Page MenuHomePhabricator

i18n: Improve the workflow for developing & maintaining Codex i18n messages
Closed, ResolvedPublic3 Estimated Story Points

Description

In Codex v1.9.0, we introduced a new useI18n composable to simplify the way that translatable strings are used in components. Some documentation for how to use the useI18n composable can be found here. However, we could stand to improve the current workflow somewhat.

  • Every time a new translatable string is used in a Codex component, there is an expectation that the same string will be added to MediaWiki's i18n files simultaneously. Codex now depends on the MW codebase (implicitly) in a way that it did not in the past.
  • Correct usage is not enforced by any automated linting or testing; "failure mode" silently defaults to English text.
  • Forgetting to add new messages back to MW could result in broken interfaces in production Wikipedia for non-English-speaking users.
  • There is no single place within the Codex docs that keeps track of all i18n messages (and their default values) used across all components.

Recommendations

We should institute a new workflow for working with translatable strings in Codex that attempts to address the issues listed above. Ideally, we would automate as much of the process as possible. Some specific things we could do:

  • Consider adding all new messages to the Codex changelog on each release. When a new Codex release is deployed to MW, cross-reference the list of new messages with MW's i18n JSON files. This process could be added to the Codex release instructions.
  • Consider creating a page in the Codex docs that lists all current i18n strings and their default values, as well as which component(s) they are used in. This could be displayed in a table.
  • Consider linting/testing against every call to useI18n in the Codex codebase; using a new message key without defining it in the proper place (where?) would result in a failure.
  • Consider moving the i18n JSON files which define the component messages into the Codex itself (we'd still want them integrated into TranslateWiki however). This may be necessary if we want better linting/testing for i18n messages.

Next Steps

  • The team has discussed the above recommendations and agreed on what to implement

Codex updates

  • A new constant has been added to the constants.ts file – this should be an array of strings corresponding to each message key currently defined with useI18n
  • A new type is derived from this constant and used in the type definition for the useI18n composable.
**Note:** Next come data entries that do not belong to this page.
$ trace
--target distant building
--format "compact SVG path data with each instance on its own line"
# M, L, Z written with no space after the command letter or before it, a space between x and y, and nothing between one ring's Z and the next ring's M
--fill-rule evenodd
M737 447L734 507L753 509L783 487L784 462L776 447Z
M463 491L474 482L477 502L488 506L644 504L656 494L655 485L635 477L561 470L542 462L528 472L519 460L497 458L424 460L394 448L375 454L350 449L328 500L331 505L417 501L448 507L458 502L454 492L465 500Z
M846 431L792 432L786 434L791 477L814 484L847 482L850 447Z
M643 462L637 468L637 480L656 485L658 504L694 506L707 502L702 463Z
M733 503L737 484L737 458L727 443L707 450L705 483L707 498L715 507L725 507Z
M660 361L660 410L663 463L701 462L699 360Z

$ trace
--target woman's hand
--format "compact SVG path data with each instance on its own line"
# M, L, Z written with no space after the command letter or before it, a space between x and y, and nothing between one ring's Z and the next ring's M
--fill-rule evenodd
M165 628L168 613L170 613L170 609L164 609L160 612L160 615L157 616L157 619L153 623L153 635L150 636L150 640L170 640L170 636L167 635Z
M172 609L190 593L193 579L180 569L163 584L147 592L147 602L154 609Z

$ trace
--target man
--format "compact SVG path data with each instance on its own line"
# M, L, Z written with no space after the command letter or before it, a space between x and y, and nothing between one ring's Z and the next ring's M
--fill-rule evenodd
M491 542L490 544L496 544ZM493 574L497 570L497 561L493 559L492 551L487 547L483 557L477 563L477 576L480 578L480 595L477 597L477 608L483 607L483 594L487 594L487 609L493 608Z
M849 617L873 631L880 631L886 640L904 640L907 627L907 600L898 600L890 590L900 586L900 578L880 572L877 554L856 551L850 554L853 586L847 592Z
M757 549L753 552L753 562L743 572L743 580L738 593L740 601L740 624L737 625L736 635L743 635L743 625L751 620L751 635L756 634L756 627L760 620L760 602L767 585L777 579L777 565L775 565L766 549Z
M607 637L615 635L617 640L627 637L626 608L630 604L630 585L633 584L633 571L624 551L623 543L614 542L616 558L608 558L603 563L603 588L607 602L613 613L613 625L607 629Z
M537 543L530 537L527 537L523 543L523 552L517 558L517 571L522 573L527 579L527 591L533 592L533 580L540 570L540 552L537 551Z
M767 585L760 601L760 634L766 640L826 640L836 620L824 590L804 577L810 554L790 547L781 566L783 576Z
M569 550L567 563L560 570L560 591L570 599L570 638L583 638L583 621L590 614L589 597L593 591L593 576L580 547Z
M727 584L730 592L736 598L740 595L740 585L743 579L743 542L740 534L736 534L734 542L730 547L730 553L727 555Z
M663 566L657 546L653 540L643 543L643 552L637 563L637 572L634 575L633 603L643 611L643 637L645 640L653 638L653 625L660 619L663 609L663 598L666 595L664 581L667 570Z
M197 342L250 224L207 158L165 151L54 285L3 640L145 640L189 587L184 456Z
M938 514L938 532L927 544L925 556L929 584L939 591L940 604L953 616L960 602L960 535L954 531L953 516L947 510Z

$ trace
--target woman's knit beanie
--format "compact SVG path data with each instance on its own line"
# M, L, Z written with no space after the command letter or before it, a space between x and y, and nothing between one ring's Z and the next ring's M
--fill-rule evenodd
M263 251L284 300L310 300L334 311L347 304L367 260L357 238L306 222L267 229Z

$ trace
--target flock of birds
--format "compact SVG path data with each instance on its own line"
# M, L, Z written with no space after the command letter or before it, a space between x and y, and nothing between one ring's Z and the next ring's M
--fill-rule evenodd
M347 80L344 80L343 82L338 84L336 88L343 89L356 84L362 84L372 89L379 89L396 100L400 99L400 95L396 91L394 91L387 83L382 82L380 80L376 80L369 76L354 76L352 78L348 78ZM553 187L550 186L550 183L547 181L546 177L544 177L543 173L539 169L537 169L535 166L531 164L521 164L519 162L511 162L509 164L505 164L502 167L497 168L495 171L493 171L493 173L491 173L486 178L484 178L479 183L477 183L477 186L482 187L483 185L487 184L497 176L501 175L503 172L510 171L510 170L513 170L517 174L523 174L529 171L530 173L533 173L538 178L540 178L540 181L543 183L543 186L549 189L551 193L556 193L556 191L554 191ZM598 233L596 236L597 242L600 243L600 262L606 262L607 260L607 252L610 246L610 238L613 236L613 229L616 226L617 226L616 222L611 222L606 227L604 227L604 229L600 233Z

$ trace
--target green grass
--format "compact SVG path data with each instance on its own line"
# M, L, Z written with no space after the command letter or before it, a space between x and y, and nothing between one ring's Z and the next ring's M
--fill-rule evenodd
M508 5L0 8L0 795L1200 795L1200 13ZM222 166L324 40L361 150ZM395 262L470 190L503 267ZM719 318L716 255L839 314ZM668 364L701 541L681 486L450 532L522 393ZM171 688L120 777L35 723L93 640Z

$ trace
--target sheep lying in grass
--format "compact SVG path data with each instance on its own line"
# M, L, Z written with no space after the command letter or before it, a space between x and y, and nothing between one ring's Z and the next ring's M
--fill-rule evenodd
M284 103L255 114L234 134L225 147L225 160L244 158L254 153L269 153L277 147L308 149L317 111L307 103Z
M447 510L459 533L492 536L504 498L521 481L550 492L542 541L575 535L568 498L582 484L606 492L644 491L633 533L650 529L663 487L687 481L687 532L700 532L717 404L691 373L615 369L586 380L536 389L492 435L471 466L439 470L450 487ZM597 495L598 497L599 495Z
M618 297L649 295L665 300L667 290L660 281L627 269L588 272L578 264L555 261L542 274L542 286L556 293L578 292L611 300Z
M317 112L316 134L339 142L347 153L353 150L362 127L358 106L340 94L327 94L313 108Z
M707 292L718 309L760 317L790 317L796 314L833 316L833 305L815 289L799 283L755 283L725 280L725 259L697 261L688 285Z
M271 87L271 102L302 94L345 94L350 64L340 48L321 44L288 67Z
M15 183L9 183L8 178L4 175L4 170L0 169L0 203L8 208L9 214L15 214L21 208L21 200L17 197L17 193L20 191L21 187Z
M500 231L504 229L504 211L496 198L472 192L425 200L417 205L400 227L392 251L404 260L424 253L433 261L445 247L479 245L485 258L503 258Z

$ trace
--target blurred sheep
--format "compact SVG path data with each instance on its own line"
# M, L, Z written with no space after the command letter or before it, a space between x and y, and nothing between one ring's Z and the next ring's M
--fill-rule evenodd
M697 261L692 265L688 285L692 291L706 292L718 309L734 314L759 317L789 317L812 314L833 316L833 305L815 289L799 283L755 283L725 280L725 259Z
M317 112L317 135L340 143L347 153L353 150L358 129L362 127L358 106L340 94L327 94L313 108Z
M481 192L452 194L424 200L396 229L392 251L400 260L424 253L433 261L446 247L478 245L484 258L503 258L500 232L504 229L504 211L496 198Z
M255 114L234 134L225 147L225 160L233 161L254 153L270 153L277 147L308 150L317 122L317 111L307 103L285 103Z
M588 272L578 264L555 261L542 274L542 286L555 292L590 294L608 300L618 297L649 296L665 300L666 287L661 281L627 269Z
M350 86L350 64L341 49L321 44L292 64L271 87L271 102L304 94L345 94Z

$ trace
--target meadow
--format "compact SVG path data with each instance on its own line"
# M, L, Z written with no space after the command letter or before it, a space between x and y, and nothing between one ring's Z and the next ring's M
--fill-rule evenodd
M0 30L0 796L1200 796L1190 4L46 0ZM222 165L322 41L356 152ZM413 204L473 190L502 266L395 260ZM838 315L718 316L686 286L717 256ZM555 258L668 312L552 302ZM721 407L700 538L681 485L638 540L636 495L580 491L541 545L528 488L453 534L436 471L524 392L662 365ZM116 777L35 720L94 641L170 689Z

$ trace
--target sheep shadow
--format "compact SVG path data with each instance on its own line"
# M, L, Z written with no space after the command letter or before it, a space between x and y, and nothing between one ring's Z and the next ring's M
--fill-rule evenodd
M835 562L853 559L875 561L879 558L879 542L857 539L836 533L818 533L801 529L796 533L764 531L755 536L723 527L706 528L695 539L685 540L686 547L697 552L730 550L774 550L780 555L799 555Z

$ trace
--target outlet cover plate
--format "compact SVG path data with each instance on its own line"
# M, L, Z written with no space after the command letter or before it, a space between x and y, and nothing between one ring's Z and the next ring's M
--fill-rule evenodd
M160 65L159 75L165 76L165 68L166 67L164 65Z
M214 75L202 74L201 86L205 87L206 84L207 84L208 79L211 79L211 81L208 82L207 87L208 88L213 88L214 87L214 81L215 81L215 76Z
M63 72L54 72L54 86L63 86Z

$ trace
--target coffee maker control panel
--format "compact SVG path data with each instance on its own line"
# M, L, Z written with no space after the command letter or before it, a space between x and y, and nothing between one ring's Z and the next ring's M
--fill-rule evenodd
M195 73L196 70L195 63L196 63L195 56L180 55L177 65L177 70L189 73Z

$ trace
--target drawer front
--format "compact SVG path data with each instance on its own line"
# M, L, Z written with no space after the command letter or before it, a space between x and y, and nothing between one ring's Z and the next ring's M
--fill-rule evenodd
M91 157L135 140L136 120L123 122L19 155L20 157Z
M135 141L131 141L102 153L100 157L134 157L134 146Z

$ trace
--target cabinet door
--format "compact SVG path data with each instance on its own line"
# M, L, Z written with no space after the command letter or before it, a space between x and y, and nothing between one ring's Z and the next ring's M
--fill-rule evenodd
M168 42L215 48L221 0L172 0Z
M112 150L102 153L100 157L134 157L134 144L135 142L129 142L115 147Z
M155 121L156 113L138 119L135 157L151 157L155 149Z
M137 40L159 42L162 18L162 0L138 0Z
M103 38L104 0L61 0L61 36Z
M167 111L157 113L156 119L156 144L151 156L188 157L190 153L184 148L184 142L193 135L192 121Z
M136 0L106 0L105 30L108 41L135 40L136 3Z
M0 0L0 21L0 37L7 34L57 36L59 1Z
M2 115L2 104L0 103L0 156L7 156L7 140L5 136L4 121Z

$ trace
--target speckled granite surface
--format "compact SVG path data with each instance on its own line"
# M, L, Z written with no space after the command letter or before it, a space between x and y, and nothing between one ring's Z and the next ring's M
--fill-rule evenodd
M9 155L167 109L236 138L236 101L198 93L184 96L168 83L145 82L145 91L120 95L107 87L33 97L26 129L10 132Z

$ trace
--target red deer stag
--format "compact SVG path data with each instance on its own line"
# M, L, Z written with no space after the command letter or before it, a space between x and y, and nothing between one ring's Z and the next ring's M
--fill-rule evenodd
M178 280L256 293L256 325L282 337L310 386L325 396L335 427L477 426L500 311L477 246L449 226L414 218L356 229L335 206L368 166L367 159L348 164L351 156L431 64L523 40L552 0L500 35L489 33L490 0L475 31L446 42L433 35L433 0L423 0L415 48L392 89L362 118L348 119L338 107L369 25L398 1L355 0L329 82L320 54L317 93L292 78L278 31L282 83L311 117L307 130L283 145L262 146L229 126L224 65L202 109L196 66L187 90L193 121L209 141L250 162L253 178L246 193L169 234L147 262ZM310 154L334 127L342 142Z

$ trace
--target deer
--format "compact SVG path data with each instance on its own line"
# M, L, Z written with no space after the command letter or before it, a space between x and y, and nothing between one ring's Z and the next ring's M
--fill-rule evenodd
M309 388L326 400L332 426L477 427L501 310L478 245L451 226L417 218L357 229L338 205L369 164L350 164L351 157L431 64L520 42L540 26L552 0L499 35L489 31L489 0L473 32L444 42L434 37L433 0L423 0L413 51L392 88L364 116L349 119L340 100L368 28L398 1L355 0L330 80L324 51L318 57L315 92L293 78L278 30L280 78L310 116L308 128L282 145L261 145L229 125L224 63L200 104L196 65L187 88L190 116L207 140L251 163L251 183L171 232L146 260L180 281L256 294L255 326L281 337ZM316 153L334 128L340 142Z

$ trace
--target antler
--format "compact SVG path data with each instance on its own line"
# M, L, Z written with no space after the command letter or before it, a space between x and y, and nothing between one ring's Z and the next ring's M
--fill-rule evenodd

This means that Typescript should generate an error if useI18n is called with a new message key that has not yet been added to the list in the constant
  • A build script has been added to the Codex package that generates a JSON file from the new constant which contains all message keys currently in use; this file should be included in the published version of the package

MediaWiki updates (these may be moved to a follow-up task in the future)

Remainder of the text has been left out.